Although Matt felt that he was probably unlikely to ever become a permanent member of Oasis, he does remember that the uncertainties of the time led to discussions by the other members about their future. “There was talk of this other band, as I remember. I was told occasionally that I was possibly in something and I just thought, ‘yeah right’. Something involving members of Oasis? Yeah, I think so. Things were a bit up in the air. I got the impression that they didn’t know what was happening with Noel and whether he was coming back.”
Matt’s spell in the band lasted three months, but it was punctuated by the occasional return of Noel. The older Gallagher brother had made it clear that while he was prepared to play UK gigs, any time spent on a tour bus with his brother was out of the question. Unfortunately it meant that in exchange for carrying the heavy end of the tour across Europe, it was Matt Deighton who missed out on a rare opportunity to headline Wembley Stadium. He could have turned up with his guitar on the day, waiting to be called on for a couple of songs from the wings, but he didn’t feel that it would be particularly appropriate.

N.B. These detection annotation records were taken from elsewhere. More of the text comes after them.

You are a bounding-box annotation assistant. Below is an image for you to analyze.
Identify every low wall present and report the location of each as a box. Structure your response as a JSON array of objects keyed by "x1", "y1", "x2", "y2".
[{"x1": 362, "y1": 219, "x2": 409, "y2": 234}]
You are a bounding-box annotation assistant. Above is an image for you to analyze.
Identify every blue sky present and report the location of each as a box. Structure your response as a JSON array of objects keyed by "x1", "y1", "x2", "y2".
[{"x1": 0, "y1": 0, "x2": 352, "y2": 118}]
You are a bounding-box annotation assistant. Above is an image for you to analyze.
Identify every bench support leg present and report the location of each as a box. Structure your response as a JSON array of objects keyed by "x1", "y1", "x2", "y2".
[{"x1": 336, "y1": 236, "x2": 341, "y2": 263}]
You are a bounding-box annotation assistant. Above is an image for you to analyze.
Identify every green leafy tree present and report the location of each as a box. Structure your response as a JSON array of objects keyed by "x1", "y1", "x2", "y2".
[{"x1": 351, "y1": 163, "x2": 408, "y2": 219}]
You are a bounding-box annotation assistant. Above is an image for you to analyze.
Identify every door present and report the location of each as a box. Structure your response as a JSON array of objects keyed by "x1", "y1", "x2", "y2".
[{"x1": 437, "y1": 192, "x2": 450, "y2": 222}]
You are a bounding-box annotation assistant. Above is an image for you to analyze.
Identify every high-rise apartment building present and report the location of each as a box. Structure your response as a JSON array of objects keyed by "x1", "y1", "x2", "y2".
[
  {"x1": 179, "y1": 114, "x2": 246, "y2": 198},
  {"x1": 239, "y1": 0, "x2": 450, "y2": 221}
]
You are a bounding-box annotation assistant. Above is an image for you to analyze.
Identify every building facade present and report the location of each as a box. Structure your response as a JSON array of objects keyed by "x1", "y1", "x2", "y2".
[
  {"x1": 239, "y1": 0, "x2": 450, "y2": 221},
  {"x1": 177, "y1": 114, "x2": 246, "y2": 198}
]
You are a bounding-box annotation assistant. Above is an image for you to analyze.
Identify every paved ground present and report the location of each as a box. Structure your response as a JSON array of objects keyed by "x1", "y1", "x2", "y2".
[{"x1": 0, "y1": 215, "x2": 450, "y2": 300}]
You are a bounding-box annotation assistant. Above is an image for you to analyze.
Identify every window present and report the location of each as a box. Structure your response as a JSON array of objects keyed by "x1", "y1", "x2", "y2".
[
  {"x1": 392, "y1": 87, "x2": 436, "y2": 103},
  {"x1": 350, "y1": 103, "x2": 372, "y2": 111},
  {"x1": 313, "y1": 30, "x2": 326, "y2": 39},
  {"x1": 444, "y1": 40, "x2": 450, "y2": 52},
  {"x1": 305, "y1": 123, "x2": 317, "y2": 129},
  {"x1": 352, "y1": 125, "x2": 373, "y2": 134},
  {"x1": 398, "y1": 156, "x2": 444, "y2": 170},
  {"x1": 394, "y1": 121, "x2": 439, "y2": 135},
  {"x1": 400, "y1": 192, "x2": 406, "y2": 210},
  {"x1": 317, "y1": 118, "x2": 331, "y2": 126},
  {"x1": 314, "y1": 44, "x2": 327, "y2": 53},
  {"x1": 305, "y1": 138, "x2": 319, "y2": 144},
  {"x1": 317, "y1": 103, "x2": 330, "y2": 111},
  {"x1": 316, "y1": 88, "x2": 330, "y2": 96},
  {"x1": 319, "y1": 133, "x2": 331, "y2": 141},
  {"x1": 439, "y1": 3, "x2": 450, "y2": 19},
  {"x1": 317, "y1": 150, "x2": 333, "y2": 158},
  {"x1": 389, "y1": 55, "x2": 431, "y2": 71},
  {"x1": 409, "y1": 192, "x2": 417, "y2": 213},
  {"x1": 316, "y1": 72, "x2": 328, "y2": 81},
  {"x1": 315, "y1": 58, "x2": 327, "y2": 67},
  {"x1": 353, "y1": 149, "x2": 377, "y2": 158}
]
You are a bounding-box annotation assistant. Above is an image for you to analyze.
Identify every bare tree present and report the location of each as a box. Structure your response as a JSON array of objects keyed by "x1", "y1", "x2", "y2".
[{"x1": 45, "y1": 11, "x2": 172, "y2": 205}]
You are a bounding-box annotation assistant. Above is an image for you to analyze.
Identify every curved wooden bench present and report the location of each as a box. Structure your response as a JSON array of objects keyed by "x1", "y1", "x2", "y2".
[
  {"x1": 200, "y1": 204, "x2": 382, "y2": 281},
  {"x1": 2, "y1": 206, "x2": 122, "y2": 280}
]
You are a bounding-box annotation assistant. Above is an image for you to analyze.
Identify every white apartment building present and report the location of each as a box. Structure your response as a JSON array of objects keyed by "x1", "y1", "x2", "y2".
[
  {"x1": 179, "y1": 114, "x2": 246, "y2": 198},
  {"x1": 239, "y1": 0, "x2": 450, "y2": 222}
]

“I was actually asked to do that,” he recalls, “but I think it was just the management playing safe, because at that point I don’t think Noel and Liam had been in touch with each other. It would have been nice to play at Wembley as it was going to be knocked down, but I didn’t for one minute think that it would happen, especially in Noel’s own place. And to be perfectly honest, I was glad I wasn’t there – I’d have felt strangely in the middle of something that was not my business.”
At the end of the tour Matt Deighton waved goodbye to Oasis at Victoria Station, but was there any desire to have carried on with the band? “If it had continued, I suppose I wouldn’t be living in a rented shithole and selling my guitars,” he jokes, “so yeah, it would have been nice.”